Kondo sentenced Watts to 120 days in jail and encouraged him to continue his treatment.
Over the past three months, as KIRO7 investigated the case, reporter Linzi Sheldon asked City Attorney Pete Holmes multiple times for an interview, but he refused.
His office sent an email saying they “strongly disagree with the judge’s statement.”
It went on to say: “To prove a Harassment charge, one needs to prove that a person threatened to cause bodily injury to a specific person. Our prosecutor spoke with the victim and witnesses and none reported that they felt threatened by Mr. Watts’ comments. So there was not enough proof to pursue charges in that vein.”
Silvano said he felt threatened, especially when Watts came toward him.

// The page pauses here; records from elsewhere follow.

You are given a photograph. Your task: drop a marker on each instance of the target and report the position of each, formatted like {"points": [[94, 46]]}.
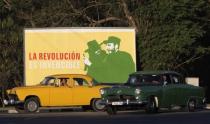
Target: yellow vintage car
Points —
{"points": [[57, 90]]}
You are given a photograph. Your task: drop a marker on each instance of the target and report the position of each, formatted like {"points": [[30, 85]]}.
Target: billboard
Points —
{"points": [[106, 54]]}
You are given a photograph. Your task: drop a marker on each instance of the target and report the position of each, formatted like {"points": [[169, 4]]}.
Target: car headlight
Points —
{"points": [[102, 91], [137, 91]]}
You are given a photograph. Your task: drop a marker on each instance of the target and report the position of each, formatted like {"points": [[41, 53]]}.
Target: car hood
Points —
{"points": [[13, 90]]}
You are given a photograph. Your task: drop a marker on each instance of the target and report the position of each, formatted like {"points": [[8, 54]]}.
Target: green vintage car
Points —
{"points": [[153, 90]]}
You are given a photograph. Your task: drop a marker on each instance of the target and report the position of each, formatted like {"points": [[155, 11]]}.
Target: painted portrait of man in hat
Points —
{"points": [[110, 66], [94, 63]]}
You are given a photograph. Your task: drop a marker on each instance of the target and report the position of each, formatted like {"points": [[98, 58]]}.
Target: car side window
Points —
{"points": [[80, 82], [166, 79], [63, 81]]}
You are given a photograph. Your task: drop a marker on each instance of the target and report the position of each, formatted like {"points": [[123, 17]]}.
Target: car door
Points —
{"points": [[179, 89], [61, 95], [168, 93]]}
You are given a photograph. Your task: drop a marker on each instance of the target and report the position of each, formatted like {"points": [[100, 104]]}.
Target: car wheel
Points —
{"points": [[191, 105], [96, 105], [31, 105], [151, 106], [19, 108], [111, 110]]}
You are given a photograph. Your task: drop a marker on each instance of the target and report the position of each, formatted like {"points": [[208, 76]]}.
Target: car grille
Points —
{"points": [[120, 97]]}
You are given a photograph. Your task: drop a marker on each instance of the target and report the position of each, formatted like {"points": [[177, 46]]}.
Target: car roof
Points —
{"points": [[155, 72]]}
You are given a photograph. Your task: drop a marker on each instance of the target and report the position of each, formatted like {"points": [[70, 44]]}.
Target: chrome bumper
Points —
{"points": [[11, 102], [123, 102]]}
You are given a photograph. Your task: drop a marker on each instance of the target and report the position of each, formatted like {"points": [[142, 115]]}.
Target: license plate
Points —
{"points": [[117, 103]]}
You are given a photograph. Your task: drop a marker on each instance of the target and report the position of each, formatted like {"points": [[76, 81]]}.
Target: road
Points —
{"points": [[128, 117]]}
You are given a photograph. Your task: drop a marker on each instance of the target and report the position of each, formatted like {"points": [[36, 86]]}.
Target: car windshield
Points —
{"points": [[144, 80], [48, 81]]}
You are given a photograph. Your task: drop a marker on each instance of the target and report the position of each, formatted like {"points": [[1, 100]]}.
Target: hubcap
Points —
{"points": [[98, 105], [32, 106]]}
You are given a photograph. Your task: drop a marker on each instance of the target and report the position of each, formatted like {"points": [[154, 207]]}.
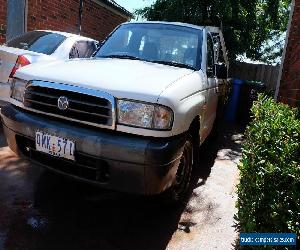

“There was times where I thought he was actually going to hit me,” he said.
The city attorney’s office also stated, “We felt community safety and Mr. Watts’ rehabilitation would be best served by mandating that he continue mental health treatment to address his behavioral issues.”
But Judge Kondo pointed out in a statement that Watts hasn’t followed his previous treatment requirements, writing, “this defendant had two tracking probation cases where prior treatment non-compliance was an issue.”
And Kondo, who is an experienced mental health court judge, added that “criminal behavior that escalates rapidly presents a clear danger to the public as well as to the safety of court staff.”
Silvano hopes Watts finds it in himself to seek treatment.
“Do you hope in some way this longer sentence was a wake-up call for him?” reporter Linzi Sheldon asked.
“I hope so,” Silvano said. “I definitely hope so. I would hope that this was a wake-up call a couple arrests ago, but that commitment is definitely dependent on him.”
The city attorney’s office said it does not have the authority to prosecute hate crimes, which are called malicious harassment cases. It says only the county can do that, though the city council is considering changing that.
As for Steven Jay Watts, he was released from jail on September 12 with credit for good behavior.
So far he has no new criminal cases in Washington state.